The case of the respondents is that they never
ceded their policies to the appellant and that they never gave him authority to
cede,
surrender or utilise the policies. They contend that his actions in this
regard were fraudulent and it is on this basis that the
order was
sought.
[4] As previously stated, the appellant resides in Durban, carried on
business and came into possession of the policies in Durban.
The contracts
relating to the policies were concluded in Durban. The insurance companies have
their principal places of business
in either Durban or Cape Town. Counsel for
the respondents submitted that the court of first instance had jurisdiction
because payment
in terms of the agreements of loan had to be collected in the
Transkei. However, in the light of the respondents’ cause of
action the
place where payment in respect of the loans had to be made is irrelevant. In any
event the acknowledgments of debt in
respect of the loans expressly provided
that payment had to be made in Durban.
[5] All the actions concerned took
place or may in future take place in either Cape Town or Durban in respect of
policies which were
handed to the appellant in Durban. In these circumstances
the court of first instance, in so far as the appellant was concerned,
could
only have had jurisdiction if he had consented to the jurisdiction of the court
or, in terms of s 19(1)(b) of the Supreme Court
Act 59 of 1959 (‘the
Act’) if the appellant had been joined to legal proceedings in respect of
which the court of first
instance had jurisdiction. The latter would be the case
if the insurance companies had their principal places of business within
the
area of jurisdiction of the court or if the insurance companies submitted to the
jurisdiction of the court.
[6] Subsections 19(1)(a) and (b) of the Act
provide:
‘19(1)(a) A provincial or local division shall have
jurisdiction over all persons residing or being in and in relation to all
causes
arising . . . within its area of jurisdiction and all other matters of which it
may according to law take cognizance . . .
(b) A provincial or local
division shall also have jurisdiction over any person residing or being outside
its area of jurisdiction
who is joined as a party to any cause in relation to
which such provincial or local division has jurisdiction or who in terms of
a
third party notice becomes a party to such a cause, if the said person resides
or is within the area of jurisdiction of any other
provincial or local
division.’
[7] In Gulf Oil Corporation v Rembrandt Fabrikante en
Handelaars (Edms) Bpk 1963 (2) SA 10 (T) at 17D-H Trollip J stated that
‘cause’ means an action or legal proceeding (not a cause of action)

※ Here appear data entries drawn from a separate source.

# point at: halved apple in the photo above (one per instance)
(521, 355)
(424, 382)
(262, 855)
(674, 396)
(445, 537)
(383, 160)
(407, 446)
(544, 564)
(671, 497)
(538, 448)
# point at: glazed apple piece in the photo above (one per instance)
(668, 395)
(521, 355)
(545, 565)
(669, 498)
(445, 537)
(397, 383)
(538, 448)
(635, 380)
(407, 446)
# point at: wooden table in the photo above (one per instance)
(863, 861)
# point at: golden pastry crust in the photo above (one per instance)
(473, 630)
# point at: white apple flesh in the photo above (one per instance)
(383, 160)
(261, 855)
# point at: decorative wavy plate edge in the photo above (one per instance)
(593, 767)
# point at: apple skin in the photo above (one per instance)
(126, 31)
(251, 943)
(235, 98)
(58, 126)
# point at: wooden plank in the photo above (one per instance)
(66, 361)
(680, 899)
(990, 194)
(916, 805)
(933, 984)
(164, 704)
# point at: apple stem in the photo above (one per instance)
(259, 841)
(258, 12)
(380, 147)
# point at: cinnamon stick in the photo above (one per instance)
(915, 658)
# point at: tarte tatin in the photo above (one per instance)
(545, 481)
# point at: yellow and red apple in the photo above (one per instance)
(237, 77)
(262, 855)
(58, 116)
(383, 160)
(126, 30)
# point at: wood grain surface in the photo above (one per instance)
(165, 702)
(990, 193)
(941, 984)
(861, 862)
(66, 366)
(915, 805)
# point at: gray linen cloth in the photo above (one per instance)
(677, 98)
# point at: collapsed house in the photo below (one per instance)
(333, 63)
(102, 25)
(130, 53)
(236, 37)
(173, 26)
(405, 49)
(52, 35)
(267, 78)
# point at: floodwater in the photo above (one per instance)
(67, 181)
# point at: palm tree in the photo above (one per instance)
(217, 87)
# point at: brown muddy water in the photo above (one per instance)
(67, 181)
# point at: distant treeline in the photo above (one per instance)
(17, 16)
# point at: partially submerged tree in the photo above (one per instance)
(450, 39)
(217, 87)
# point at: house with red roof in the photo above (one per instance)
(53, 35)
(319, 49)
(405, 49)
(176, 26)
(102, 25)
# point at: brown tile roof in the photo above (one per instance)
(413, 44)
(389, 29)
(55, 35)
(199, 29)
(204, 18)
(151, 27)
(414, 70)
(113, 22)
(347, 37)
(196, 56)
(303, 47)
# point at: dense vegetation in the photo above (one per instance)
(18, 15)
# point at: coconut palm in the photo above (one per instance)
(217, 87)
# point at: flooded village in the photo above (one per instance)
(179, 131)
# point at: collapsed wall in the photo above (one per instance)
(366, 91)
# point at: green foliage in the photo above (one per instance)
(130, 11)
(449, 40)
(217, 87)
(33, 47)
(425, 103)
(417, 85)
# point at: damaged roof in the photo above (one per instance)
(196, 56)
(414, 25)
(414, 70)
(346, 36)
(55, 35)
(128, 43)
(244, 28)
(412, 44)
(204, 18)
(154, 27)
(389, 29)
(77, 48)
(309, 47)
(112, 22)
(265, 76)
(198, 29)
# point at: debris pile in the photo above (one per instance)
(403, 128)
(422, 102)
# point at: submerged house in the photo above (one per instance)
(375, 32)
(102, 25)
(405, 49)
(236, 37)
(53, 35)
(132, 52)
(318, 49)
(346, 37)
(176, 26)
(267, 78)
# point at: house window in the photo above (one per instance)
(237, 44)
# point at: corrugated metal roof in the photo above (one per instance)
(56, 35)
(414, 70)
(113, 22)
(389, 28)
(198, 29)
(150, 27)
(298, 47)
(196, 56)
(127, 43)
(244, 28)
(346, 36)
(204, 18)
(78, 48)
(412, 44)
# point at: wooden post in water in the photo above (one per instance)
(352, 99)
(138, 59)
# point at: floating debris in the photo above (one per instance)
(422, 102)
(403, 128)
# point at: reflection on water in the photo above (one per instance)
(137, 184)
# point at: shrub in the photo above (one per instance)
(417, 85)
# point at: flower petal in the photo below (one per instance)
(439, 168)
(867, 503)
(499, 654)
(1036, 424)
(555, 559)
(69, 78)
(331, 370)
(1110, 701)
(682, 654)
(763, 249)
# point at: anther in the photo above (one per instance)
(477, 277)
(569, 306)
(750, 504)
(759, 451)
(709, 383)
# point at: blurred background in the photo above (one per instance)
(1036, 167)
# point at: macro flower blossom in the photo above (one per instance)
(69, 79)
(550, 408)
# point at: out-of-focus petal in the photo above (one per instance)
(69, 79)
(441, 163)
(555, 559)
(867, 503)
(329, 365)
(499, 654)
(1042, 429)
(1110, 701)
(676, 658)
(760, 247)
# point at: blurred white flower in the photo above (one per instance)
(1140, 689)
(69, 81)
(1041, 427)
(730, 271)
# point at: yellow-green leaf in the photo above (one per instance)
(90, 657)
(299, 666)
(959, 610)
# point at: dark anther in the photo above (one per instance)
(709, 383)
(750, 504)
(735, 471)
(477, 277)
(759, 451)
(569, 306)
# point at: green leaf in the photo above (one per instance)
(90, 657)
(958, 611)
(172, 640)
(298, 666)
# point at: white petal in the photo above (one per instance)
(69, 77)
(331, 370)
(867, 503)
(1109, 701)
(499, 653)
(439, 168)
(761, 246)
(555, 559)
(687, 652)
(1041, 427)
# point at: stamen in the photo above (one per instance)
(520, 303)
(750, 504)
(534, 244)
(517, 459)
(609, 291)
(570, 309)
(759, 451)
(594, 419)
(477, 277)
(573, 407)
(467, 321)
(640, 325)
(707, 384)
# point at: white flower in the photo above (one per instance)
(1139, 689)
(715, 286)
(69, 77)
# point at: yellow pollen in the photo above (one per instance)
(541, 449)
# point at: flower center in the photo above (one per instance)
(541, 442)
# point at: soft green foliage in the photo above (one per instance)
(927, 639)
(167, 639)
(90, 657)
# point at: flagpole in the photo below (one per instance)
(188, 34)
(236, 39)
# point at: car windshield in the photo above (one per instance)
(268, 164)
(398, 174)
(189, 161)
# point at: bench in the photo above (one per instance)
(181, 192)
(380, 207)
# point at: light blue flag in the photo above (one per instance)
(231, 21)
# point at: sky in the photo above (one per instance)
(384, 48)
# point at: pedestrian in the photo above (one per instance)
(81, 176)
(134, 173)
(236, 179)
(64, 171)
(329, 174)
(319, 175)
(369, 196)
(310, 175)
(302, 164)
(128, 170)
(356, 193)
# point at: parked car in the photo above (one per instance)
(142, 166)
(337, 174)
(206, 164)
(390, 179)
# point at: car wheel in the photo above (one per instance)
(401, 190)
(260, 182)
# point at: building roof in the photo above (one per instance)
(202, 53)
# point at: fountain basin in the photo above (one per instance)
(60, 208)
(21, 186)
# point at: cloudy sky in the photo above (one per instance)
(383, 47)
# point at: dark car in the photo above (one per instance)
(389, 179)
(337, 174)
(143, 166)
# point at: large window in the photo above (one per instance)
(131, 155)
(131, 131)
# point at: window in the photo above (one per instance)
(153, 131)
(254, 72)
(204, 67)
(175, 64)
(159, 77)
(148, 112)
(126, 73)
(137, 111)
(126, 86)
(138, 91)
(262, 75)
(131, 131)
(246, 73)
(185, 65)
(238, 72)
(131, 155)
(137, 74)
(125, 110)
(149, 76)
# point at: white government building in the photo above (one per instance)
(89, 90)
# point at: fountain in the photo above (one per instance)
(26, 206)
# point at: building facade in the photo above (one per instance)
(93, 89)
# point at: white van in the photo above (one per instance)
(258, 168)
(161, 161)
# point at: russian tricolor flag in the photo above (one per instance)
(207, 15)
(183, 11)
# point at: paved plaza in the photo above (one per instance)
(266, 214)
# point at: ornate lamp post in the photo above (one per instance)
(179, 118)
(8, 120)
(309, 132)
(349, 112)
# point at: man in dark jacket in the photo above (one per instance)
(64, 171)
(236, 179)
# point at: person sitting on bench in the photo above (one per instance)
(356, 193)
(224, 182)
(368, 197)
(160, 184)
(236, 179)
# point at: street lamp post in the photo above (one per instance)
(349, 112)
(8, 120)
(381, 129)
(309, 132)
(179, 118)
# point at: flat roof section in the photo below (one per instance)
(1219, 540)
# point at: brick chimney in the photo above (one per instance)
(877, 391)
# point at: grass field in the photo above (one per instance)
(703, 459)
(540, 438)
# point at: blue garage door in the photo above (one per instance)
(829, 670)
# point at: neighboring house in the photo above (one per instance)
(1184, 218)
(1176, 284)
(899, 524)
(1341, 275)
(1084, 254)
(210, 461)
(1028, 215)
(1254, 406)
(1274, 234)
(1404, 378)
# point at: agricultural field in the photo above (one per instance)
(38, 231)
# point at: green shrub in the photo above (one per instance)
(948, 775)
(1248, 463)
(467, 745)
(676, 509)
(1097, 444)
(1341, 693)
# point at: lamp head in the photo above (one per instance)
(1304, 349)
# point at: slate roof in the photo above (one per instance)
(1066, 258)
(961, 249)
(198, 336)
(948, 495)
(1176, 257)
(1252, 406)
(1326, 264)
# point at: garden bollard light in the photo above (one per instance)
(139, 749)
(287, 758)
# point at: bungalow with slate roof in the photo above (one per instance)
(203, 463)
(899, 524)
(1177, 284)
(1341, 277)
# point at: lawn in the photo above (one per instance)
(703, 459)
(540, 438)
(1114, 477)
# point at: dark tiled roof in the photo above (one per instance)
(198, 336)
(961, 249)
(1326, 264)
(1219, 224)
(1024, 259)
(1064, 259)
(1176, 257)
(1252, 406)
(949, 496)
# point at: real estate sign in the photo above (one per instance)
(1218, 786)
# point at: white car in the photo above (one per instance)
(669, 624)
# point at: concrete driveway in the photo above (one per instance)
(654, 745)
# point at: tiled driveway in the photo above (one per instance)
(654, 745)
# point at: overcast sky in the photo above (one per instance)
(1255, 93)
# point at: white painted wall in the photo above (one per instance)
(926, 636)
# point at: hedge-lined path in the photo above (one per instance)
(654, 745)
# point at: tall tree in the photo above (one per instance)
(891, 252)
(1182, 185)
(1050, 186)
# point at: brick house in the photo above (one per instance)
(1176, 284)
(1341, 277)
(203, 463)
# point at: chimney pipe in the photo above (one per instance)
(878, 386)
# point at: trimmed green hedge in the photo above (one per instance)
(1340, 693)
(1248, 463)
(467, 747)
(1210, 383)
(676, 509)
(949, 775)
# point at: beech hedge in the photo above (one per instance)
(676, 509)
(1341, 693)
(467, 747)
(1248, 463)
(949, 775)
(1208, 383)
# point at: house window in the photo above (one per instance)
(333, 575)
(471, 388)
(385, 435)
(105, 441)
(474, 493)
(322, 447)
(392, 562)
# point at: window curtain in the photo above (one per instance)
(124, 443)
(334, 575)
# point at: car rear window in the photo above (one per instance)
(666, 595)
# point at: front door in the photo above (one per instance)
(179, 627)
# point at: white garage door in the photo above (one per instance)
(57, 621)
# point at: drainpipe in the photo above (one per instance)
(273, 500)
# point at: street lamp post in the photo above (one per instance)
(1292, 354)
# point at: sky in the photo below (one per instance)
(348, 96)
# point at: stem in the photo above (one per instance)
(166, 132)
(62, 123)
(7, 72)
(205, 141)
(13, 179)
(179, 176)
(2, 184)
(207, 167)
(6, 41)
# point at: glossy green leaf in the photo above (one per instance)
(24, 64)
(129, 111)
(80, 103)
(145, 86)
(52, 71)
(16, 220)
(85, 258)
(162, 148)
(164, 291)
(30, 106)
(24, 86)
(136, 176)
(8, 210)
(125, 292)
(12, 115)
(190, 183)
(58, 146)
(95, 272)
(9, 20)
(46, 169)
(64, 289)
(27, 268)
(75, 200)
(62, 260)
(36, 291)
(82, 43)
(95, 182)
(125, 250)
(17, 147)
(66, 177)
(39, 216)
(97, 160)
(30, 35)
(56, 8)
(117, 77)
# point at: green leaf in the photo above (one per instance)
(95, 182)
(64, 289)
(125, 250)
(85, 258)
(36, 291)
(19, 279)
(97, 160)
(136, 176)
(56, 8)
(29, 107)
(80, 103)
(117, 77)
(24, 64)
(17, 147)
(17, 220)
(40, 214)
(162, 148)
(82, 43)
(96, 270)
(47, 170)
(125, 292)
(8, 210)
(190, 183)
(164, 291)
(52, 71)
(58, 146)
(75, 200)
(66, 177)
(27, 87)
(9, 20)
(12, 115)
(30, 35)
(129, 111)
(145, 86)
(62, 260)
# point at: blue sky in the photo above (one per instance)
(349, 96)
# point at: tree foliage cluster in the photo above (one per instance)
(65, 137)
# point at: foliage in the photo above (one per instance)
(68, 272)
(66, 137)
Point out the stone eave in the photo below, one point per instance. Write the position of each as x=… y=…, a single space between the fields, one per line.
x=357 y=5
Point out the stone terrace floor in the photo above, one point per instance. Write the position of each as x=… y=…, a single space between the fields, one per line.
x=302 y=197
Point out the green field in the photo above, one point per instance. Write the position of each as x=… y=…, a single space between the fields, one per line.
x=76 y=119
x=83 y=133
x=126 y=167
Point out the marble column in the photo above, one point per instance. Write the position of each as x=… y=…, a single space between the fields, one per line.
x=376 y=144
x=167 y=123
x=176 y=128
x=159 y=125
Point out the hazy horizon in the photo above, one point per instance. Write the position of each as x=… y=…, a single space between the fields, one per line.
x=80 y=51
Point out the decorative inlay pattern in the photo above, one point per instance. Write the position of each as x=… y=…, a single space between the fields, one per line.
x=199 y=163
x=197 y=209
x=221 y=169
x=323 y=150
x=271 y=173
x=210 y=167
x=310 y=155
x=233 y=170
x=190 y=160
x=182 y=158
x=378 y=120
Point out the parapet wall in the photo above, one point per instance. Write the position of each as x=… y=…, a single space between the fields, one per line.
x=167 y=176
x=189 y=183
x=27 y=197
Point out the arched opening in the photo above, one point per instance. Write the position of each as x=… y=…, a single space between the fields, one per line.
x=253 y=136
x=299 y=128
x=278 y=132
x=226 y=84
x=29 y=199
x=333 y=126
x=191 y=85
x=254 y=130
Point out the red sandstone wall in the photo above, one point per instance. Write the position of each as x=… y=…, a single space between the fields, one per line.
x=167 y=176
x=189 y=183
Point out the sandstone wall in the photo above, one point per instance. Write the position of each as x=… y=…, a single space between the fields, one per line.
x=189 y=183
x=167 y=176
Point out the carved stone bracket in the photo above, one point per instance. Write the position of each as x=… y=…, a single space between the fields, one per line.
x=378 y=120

and that ‘a cause arising within its area of jurisdiction’ means
‘an action or legal proceeding which, according
to the law, has duly
originated within the Court’s area of jurisdiction’. Further support
for this interpretation is
to be found in the Afrikaans text of s 19(1)(a) and
(b) where the words ‘gedinge wat . . . ontstaan’ and ‘geding
met betrekking waartoe’ are used as the Afrikaans equivalent for
‘causes arising’ and ‘cause in relation
to which’.
Trollip J concluded:
‘The result is that the Court’s jurisdiction
under sec. 19(1) is simply determined, as hitherto, by reference to the common
law and/or any relevant statute.’
This statement is quoted with
approval in Bisonboard Ltd v K Braun Woodworking Machinery (Pty) Ltd 1991
(1) SA 482 (A) at 486H-J.
[8] The court a quo held that the insurance
companies as well as the appellant submitted to the jurisdiction of the court of
first
instance by reason of the fact that they were parties to other proceedings
in the High Court, Transkei. The court a quo erred in
this regard. The fact that
a court has jurisdiction in respect of certain legal proceedings does not confer
jurisdiction on such
a court in respect of other legal proceedings. The onus of
proving submission was on the respondents. They failed to make out any
case
whatsoever that either the appellant or the insurance companies submitted to the
jurisdiction of the court of first instance.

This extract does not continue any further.